Sporting events like the Paralympics, Deaflympics or Special Olympics were named in reference to the Olympic Games. But ultimately all of these events still stand in the shadow of the Olympics. That’s reason enough to pay a little more attention to these sporting events for people with different disabilities.
It all began in the year 1948 with the first "Stoke Mandeville Games" where disabled British soldiers competed against each other in athletic competitions. Twelve years later, the first official Paralympics took place in Rome, Italy. Four hundred athletes from 21 nations participated in these Games. In 1976, Sweden hosted the first Winter Paralympic Games. At this point, Summer and Winter Olympics are held every two years. In 2014, the Winter Paralympics took place in Russia; this year, the Summer Paralympics will take place in Rio de Janeiro/South America. While they were initially still called "World Wheelchair Games", "World Wheelchair and Amputee Games" or "The Olympics for the Handicapped", the official name has been "Paralympics" since 1988 in Seoul, South Korea.
Whereas the athletes at the "Stoke Mandeville Games" only competed in archery events, this year, they face off in 22 disciplines; that’s two more than in London in 2012. This year, wheelchair tennis is even celebrating its 40th anniversary as a Paralympic sport. However, sailing will no longer be a discipline during the upcoming 2020 Games in Tokyo.
And even though the Paralympics are the best known top sporting event for people with physical disabilities, there are other events that are often forgotten.
In 1968, Eunice Kennedy-Shriver, sister of former U.S. president John F. Kennedy, founded the Special Olympics for people with so-called learning disabilities (also called "mental disabilities"). It is the only organization that is allowed to carry the term "Olympics" in its name – and is officially recognized by the International Olympic Committee (IOC). Sports like soccer, cycling and roller skating are among the 27 official disciplines. Aside from the International Games, the Special Olympic World Games, there are also the regular Special Olympic National Games in Germany. This year, approximately 4,800 athletes are going to compete in Hanover in 18 sports from June 6-10. Aside from competitions to win medals, there are also non-competitive opportunities.
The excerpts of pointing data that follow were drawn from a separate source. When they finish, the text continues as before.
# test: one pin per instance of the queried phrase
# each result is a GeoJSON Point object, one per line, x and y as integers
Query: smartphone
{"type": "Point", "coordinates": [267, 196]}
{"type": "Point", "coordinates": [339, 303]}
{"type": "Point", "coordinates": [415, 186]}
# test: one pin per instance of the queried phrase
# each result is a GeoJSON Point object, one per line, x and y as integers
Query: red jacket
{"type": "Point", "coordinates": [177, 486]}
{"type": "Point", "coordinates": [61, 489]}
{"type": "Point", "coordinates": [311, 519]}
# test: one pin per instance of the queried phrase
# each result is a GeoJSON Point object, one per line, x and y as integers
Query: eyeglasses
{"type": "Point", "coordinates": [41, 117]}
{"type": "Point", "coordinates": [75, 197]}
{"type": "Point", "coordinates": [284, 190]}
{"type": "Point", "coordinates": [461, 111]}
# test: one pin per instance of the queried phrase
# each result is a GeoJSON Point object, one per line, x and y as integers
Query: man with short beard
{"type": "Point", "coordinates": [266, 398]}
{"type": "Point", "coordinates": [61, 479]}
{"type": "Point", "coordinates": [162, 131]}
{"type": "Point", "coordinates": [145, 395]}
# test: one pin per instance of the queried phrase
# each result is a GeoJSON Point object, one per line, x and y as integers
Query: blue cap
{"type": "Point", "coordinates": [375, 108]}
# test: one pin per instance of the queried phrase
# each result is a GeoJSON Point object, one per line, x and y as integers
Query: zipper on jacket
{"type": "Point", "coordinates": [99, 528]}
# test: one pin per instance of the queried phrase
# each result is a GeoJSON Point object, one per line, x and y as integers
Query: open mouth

In addition, the Unified Sports concept was developed where people with and without learning disabilities train together in teams and participate in separate competitions.
Despite its high profile, the general media reporting of the Paralympics still does not receive the same coverage as the Olympic Games. The Special Olympics receive even less attention. And then there is yet one more sporting event that gets almost no media attention: the Deaflympics. And yet the first Deaflympics already took place in Paris, France, in 1924, more than 20 years before the very first Paralympics were even on the horizon – back then they were still called "World Games for the Deaf". During the first Games, only 148 athletes from nine nations participated. At the Deaflympics in Taiwan in 2009, that number had risen to 4,000 athletes. Since 1949, the Games have taken place every four years. The Winter and Summer Games alternate every two years. However, the Deaflympics always take place one year after the Olympic and Paralympic competitions. The International Olympic Committee (IOC) recognized the Games for the Deaf in 2001. Since then, the Games may officially be called "Deaflympics".
It continuously takes young talents for both the Paralympics and the Special Olympics and Deaflympics to endure in the future and get more media attention and social interest in competitive sports for people with disabilities. This talent needs to be discovered and promoted. One option for this is the German "Youth trains for Paralympics" ("Jugend trainiert für Paralympics") national competition. School teams from all 16 German federal states can participate in this event. Teams from special or integrated schools and schools that incorporate the inclusion approach are allowed to participate. The competition is held in various sports depending on the specific disability: track and field and swimming are open for all types of disabilities. All athletes with "physical and mobility impairments" compete in table tennis and wheelchair basketball. Cross-country skiing and goalball are offered in the area of "visual impairments" and athletes in the "learning disability" category have the option of competing in soccer and cross-country skiing.
Since the Winter finals in cross-country skiing and Spring finals in goalball, wheelchair basketball and table tennis already took place for 2016, the Fall finals still need to be carried out. From September 18-22, students with learning disabilities can compete in soccer. In addition, there are competitions in track and field and swimming. The deadline is July 29, 2016.